RE: Nat Expandable

From: Richard Dumoulin (richard.dumoulin@vanco.es)
Date: Tue Jul 13 2004 - 18:14:46 GMT-3


I think I have it clear.

Suppose a small Cisco router to access the Internet where your provider
gives you only 1 IP address.
And you need two things because your boss has asked you:

1- Access the Internet from the inside --> which means you need PAT
(overload)

2- You have a mail server inside and you need the outside to access it (let
s forget Security)

So you need two kinds of NAT

ip nat inside source list 1 interface Dialer1 overload
ip nat inside source static udp 192.168.18.1 25 191.55.55.55 25 extendable
access-list 1 permit 192.168.18.0 0.0.0.255

The first is to access the Internet form inside.
The second one to access the mail server from outside.
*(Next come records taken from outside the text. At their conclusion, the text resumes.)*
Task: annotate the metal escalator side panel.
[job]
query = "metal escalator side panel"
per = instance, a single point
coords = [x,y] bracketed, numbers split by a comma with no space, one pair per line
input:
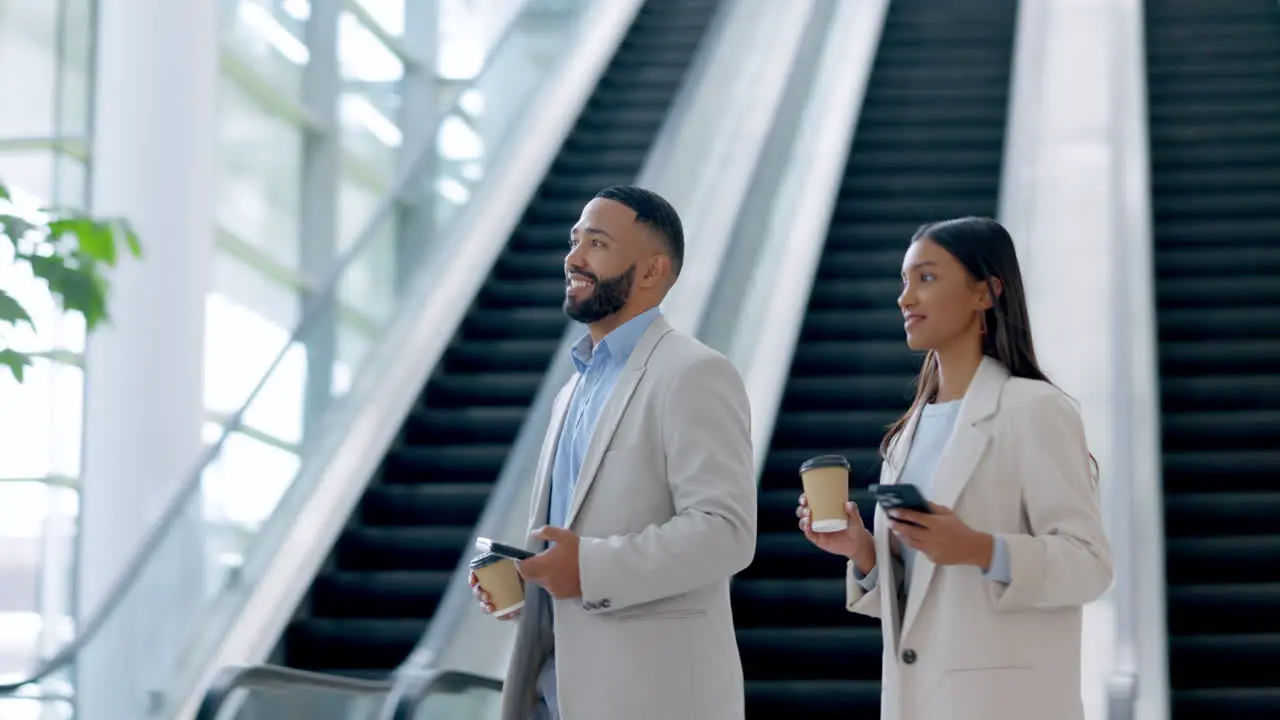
[416,343]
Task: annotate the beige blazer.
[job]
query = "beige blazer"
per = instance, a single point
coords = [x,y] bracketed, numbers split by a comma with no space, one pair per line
[968,648]
[666,509]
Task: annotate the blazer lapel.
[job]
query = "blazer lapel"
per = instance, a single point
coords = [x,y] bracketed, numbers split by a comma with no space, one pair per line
[959,460]
[547,459]
[612,414]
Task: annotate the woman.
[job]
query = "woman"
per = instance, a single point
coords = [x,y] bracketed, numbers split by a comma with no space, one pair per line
[979,600]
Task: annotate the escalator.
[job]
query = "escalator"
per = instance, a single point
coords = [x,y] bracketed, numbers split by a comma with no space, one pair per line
[1214,99]
[928,146]
[376,592]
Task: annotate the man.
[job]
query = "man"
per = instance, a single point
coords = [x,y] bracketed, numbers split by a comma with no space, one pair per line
[644,501]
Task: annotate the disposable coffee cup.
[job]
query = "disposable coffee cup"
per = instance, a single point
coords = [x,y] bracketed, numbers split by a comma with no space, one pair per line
[826,486]
[498,577]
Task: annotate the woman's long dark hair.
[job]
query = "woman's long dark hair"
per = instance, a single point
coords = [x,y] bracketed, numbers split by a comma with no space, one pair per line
[986,251]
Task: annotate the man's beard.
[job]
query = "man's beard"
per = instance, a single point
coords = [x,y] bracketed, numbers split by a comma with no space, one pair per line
[607,296]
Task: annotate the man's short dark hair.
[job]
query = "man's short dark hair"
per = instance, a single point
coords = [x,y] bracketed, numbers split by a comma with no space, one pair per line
[653,210]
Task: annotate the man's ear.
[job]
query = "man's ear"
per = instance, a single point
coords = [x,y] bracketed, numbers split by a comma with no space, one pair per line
[656,270]
[995,288]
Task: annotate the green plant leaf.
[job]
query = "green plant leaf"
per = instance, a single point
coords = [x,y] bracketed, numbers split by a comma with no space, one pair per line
[16,361]
[95,238]
[80,287]
[13,311]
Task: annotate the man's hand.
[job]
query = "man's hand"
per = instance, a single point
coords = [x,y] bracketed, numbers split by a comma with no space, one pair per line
[485,600]
[942,537]
[556,568]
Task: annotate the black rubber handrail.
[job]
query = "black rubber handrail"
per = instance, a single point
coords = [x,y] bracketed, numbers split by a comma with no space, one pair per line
[411,689]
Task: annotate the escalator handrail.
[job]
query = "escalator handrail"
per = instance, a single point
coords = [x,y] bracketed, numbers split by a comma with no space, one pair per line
[1138,686]
[314,308]
[277,677]
[428,680]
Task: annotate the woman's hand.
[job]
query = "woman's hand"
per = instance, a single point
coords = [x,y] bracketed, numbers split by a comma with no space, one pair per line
[942,537]
[854,542]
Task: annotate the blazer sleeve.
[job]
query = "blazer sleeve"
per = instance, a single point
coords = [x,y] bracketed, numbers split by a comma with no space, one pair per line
[707,441]
[859,598]
[1066,559]
[864,601]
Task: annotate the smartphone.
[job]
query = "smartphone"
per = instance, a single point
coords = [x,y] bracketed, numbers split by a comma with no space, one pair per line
[900,497]
[511,551]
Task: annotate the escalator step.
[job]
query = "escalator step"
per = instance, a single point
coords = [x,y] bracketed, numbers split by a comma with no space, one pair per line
[1214,85]
[928,146]
[374,598]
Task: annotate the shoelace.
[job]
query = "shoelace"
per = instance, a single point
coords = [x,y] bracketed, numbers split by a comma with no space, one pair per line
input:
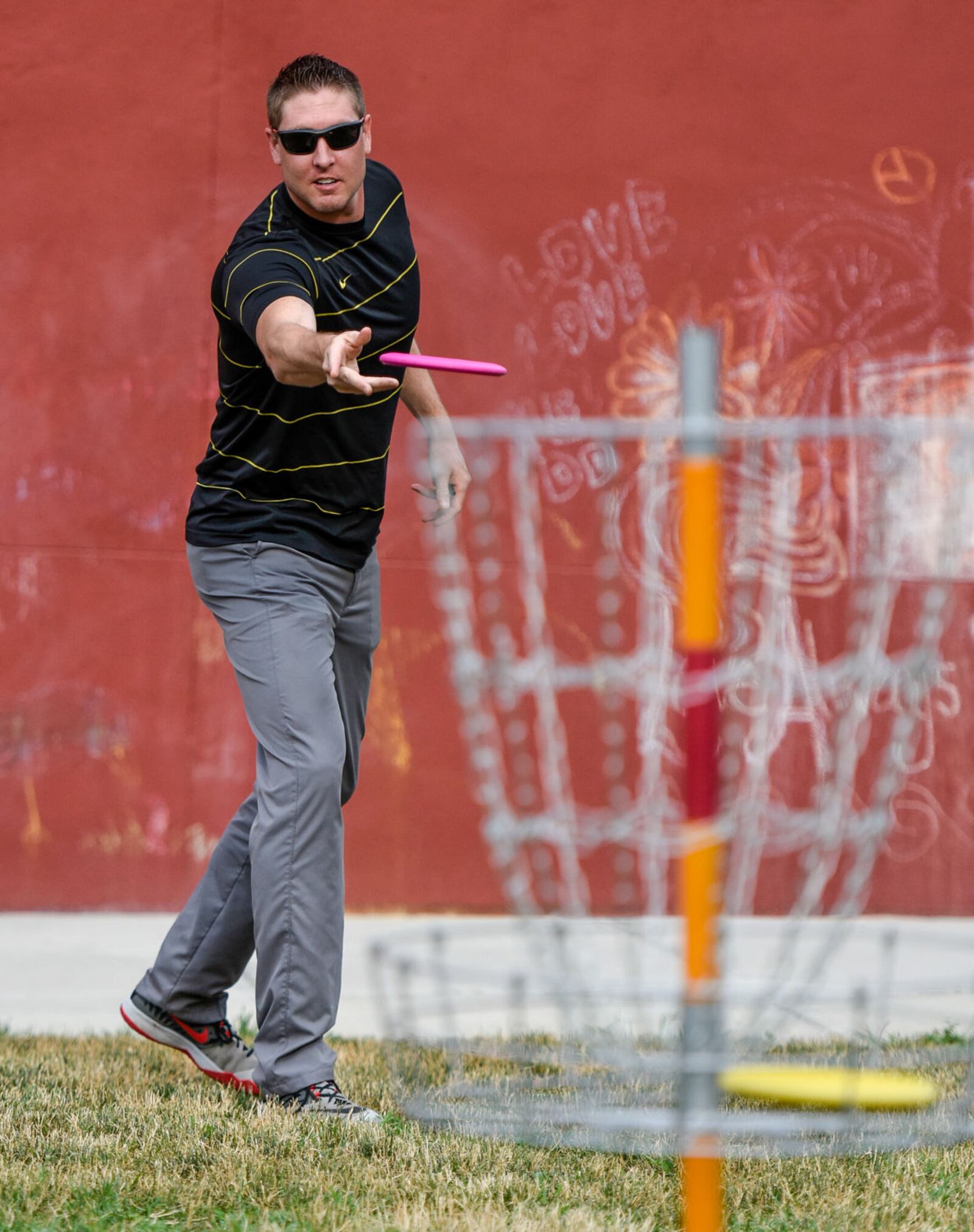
[331,1091]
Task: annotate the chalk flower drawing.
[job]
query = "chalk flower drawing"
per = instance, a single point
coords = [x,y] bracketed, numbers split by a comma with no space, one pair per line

This is the ambiguity Cisco talks about on the previous paper. You could add
another line for POP3 also,

--Richard

-----Original Message-----
From: Richard Dumoulin
Sent: martes, 13 de julio de 2004 22:46
To: Cooper, David; CCIE LAB List
Subject: RE: Nat Expandable

David, I am not sure because I have not used it often, but I believe it
tells NAT to look into TCP/UDP header vs only IP header info,

--Richard

-----Original Message-----
From: Cooper, David [mailto:CooperD@netsolve.com]
Sent: martes, 13 de julio de 2004 19:57
To: CCIE LAB List
Subject: Nat Expandable

Can anyone tell me what the expandable command at the end of an IP NAT
inside/outside actually does? I can not find any good references on Cisco
and it seems to be a fairly new command. Thanks!